From Harvey Friedman's manuscript on "Order Invariant Relations and Incompleteness":
DEFINITION 4.4. A $\Pi_1^0$ sentence is a sentence asserting that some given Turing machine never halts at the empty input tape. A $\Pi_2^0$ sentence is a sentence asserting that some given Turing machine halts at every input tape.
Let mathematical existence mean no more than consistency of an otherwise arbitrary definition. Let physical existence be based on observations and experience. (Remember those arguments evoking the number of atoms in the universe?) Let philosophical existence mean that you either explicitly define what you mean by that word (like Quine did in On What There Is) or alternatively that you use your implicit ontological commitments (like Descartes did in ego cogito, ergo sum).
A Turing machine seem to have some form of potential physical existence, but an oracle for $\Pi_1^0$ or $\Pi_2^0$ sentences should not claim any form of physical existence. Or do I miss something here? The question whether some postulated structure (like ZFC) has mathematical existence is equivalent to a $\Pi_1^0$ sentence. The link between consistency and existence is provided by the model existence theorem of first order logic (i.e. the completeness theorem). This theorem doesn't seem equivalent to a $\Pi_1^0$ sentence. Is it equivalent to a $\Pi_2^0$ sentence?
The two questions above feel reasonably precise and answerable to me. Below comes a more controversial question, which is my real motivation for asking this question here.
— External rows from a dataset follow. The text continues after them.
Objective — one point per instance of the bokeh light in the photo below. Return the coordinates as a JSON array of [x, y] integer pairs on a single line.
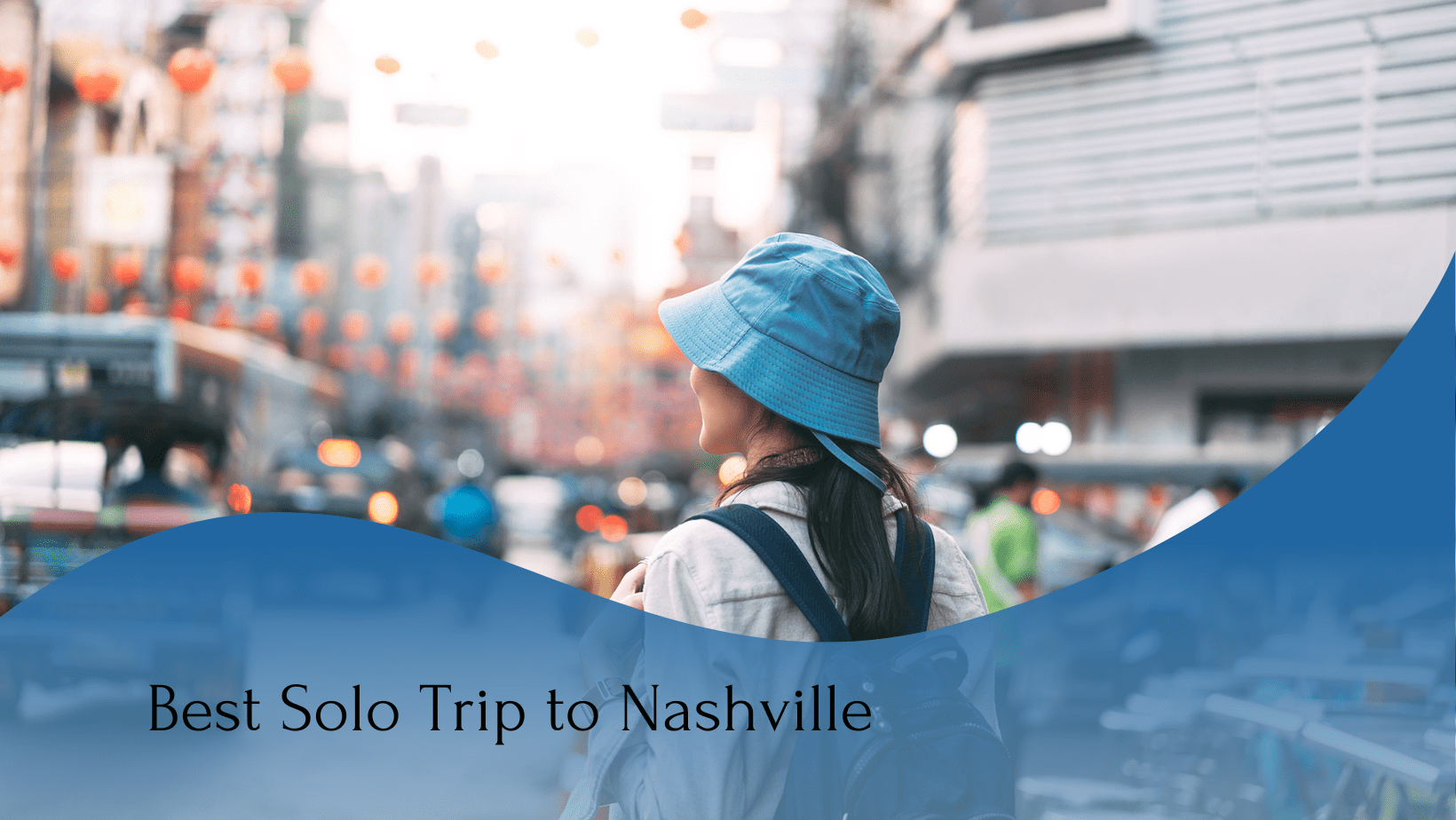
[[632, 491], [384, 507], [471, 463], [1056, 438], [1046, 501], [339, 453], [1028, 438], [939, 440], [589, 517], [613, 527], [239, 499]]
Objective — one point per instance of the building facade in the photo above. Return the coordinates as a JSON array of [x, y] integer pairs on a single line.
[[1189, 229]]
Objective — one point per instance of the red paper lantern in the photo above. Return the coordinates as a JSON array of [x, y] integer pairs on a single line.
[[430, 272], [311, 277], [354, 327], [97, 302], [293, 70], [250, 277], [125, 270], [400, 328], [66, 264], [191, 68], [312, 322], [370, 272], [97, 81], [12, 76], [266, 320], [445, 325], [188, 274], [225, 316]]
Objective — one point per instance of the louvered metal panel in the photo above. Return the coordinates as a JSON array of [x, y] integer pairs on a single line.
[[1239, 111]]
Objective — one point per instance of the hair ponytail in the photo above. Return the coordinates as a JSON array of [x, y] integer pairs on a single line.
[[846, 527]]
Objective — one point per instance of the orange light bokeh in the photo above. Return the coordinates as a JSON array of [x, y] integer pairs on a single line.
[[239, 499], [613, 527], [12, 76], [370, 272], [1046, 501], [589, 517], [311, 277], [97, 81], [339, 452], [188, 274], [191, 68], [293, 70], [384, 507]]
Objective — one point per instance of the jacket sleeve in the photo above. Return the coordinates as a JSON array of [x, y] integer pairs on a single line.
[[671, 592]]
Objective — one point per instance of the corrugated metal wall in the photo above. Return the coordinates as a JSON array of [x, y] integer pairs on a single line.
[[1241, 111]]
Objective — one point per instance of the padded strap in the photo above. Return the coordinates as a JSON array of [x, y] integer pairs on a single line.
[[914, 584], [782, 556]]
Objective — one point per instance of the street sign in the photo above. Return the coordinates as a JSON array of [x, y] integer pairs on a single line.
[[431, 114], [708, 113], [129, 200]]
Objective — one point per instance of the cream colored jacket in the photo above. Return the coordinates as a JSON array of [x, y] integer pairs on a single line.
[[703, 574]]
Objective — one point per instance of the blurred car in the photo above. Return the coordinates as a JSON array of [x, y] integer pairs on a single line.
[[61, 504], [352, 478]]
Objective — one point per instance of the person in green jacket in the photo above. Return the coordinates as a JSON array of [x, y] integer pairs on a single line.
[[1002, 540]]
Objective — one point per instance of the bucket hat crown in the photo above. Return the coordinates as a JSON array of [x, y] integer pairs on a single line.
[[803, 327]]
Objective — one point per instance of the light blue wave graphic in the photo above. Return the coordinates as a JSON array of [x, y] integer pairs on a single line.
[[1290, 658]]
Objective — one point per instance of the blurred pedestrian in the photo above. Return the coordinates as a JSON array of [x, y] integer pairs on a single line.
[[1196, 509], [1002, 540]]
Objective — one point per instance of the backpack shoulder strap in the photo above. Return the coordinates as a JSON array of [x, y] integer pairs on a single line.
[[914, 581], [784, 558]]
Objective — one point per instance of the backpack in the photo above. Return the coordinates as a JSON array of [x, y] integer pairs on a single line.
[[930, 753]]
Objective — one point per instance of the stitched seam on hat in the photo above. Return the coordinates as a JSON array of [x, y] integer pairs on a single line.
[[866, 299], [741, 331], [810, 354]]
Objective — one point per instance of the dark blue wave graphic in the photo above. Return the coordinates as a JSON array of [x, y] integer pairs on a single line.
[[1289, 658]]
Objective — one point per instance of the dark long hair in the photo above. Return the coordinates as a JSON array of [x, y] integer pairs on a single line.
[[846, 524]]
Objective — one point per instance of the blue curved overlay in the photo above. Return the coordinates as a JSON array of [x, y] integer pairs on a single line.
[[1289, 656]]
Max Tegmark uses Turing machines to define existence in the old (2007) paper The Mathematical Universe. His approach seems to cover issues not addressed in the definitions above (which are based on a question and its answers about the logical implications from the existence of Turing machines, and on a comment by H. Dieter Zeh on Max Tegmark's proposal). At the same time it feels unpolished and slightly naive. (He only considers computations that terminate, but wants to substitute identity for equivalence to get rid of potentially undecidable equivalence classes.) But the idea to use Turing machines to define which infinite structures actually exists seems to better capture our intuitions why things like the natural numbers should exist, then the normal way to use Turing machines as a starting point to postulate the existence of halting oracles, and then trying to transfinitely postulate more powerful oracles into existence. Have Max Tegmark's ideas been worked out in a less naive way in the meantime (or maybe even a long time ago), maybe even by Max Tegmark himself in follow up publications?